A different way to play a political event is volatility. If you expect a large move in the stock market, options can allow you to set up a volatility trade.
We are days away from a presidential election. The markets are very keen on the election aftermath because this can determine future economic policy. Some industries will stand to benefit while others will surely suffer. There is also fear that a close election can result in an extended legal battle creating unprecedented uncertainty. Uncertainty is the driving force behind market volatility.
To fuel even more uncertainty, the coronavirus stimulus package outcome has yet to be decided and passed. The package is badly needed to support our economic recovery. However, too many unanswered questions remain and the future is sadly unknown. When will the bill pass? What will be in it?
With so much instability and variability in our political spectrum, it becomes very difficult to formulate an opinion and/or make a statistically advantageous decision on the direction the market is going.
In such an environment, traders can consider another trade that eliminates the directional risk while giving you the chance to profit from a big move in the market (whether the market goes up or down).
How To Play The Markets Movement
When you buy a call option you want the market to go up. When you buy a put option you want the market to go down. Both are directional trades. But when you combine them, you just want a large move, up or down, in the stock market. This options strategy is known as the straddle and it is a non-directional trade. Since you have both a call and put option, it no longer matters what direction the stock goes, as long as the underlying stock moves up or down by a greater amount than the total cost of purchasing the put and call options. To help you visualize your profit and loss from a straddle, see the chart below.
Source: Market Chameleon
In this example, you have 2 charts to reference. The chart on the right side shows you an example payout diagram of a straddle at expiration. You can see that you can profit to the upside or downside, if the stock moves far enough to cover the cost of the straddle. This is why the chart is shaped like a V.
Benchmark The Straddle
On the left-hand side, you see a historical chart of what the straddle costs. To gauge if the straddle is expensive or cheap, we need something to compare it or a benchmark. You can compare the current cost 5.2% (the premium to the underlying stock price) to a 52-week average to get an idea how much above or below you would be paying from what it typically costs. In this case the average is 5.1%, which is pretty close to its 52-week average. With a potential market-moving political event on the horizon, it would seem like a pretty good deal!
Bonus: One More Strategy
I would like to show you another volatility strategy called the Debit Butterfly. It starts out the same as buying a straddle, but in addition, you would sell an out-of-the-money put and out-of-the-money call.
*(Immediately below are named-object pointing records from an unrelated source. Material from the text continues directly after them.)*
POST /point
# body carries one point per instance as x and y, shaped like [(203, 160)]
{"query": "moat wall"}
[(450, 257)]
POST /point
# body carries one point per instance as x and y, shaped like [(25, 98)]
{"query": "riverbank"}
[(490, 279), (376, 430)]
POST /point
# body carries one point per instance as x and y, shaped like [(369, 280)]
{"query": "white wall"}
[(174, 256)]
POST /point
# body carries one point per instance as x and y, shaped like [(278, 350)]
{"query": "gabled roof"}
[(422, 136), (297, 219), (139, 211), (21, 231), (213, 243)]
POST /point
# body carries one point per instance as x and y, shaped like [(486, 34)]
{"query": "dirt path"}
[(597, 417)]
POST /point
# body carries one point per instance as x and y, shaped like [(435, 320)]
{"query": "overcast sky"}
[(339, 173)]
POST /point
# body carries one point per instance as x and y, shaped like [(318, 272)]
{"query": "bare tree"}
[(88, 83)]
You do this to help finance some of the cost of the straddle. In this case, you limit your potential gains but you reduce your cost (less risk) and the stock does not need to move as much to profit as a straddle.
How do you find a butterfly strategy? First, I use a scan to help find a butterfly strategy that offers an opportunity with a historically high win rate. The MarketChameleon scan will analyze different combinations of option legs against historical stock behavior to construct opportunities with the most potential. This way we can use data, statistics, and technology to increase our odds of success and perform the difficult task of finding the opportunities so I can quickly make the decision of which strategy falls in line with my goals. Here is an example of a trade opportunity in SPY that was found using MarketChameleon.com trade cards.
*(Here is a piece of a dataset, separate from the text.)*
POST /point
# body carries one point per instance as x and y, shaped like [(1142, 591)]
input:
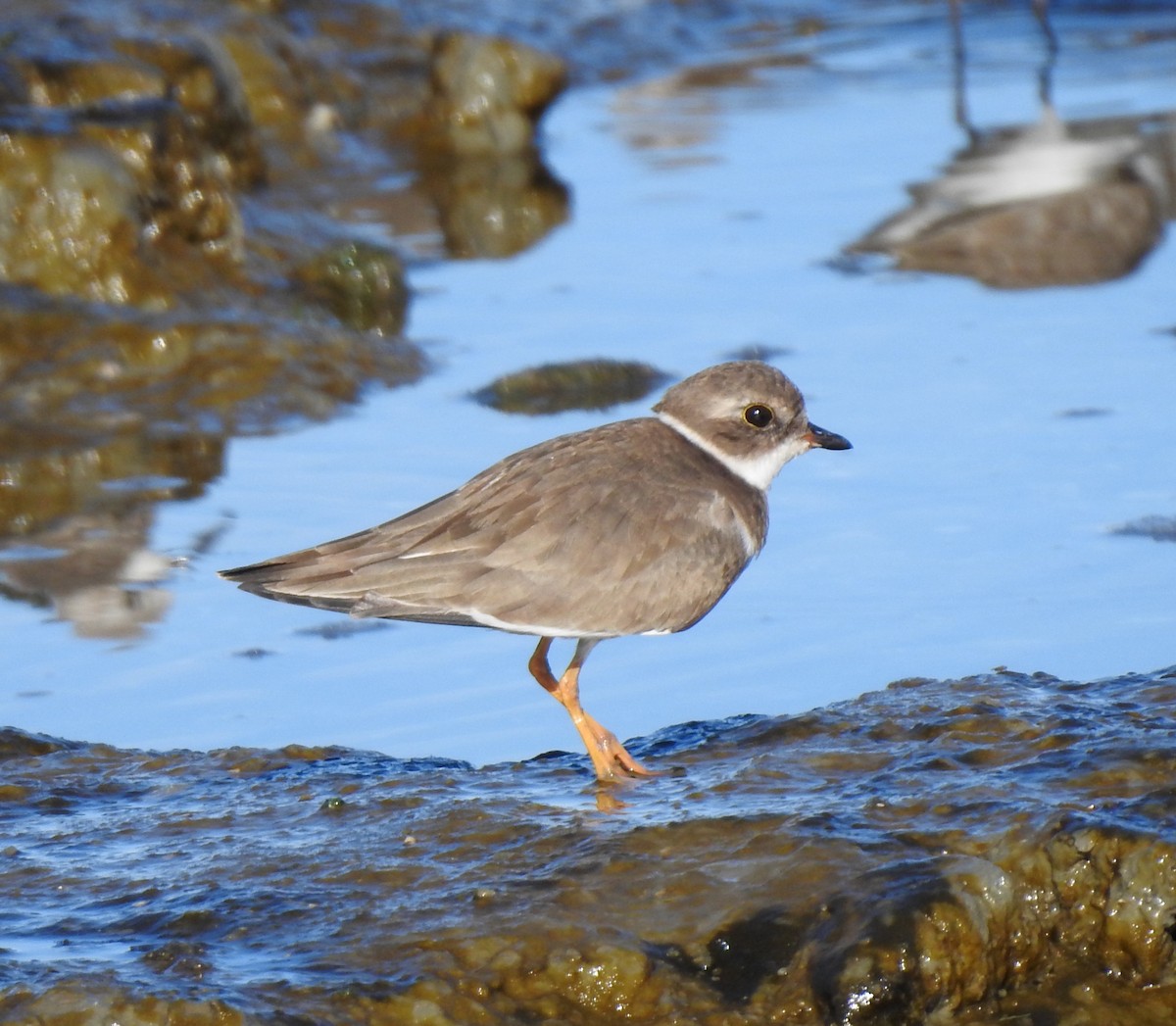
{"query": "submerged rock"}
[(575, 385)]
In this trade card it filtered the butterfly strategy of buying the atm money straddle (buying the call and put on the 349 strike) and selling a 340 strike put and selling a 358 strike call option. In this snapshot in time, the butterfly would cost $6.52. Based on SPY historical stock behavior the theoretical value of the strategy is $7 resulting in a theoretical edge of 7.4%. The historical probability of profit for this opportunity is 64%.
When I go to the detailed Report of the trade card I can see important information that will help me make my decision. Below is a screenshot of the payout diagram in the detailed report, with the break-even points, max gains and max losses. As you can see, the profit is limited, but in turn, the risk has been reduced relative to a straddle.
Main Takeaway
If you are looking to trade around an event, such as the Presidential Election and/or Stimulus package, but you don't have a directional bias, options can provide a way to play stock market moves in either direction.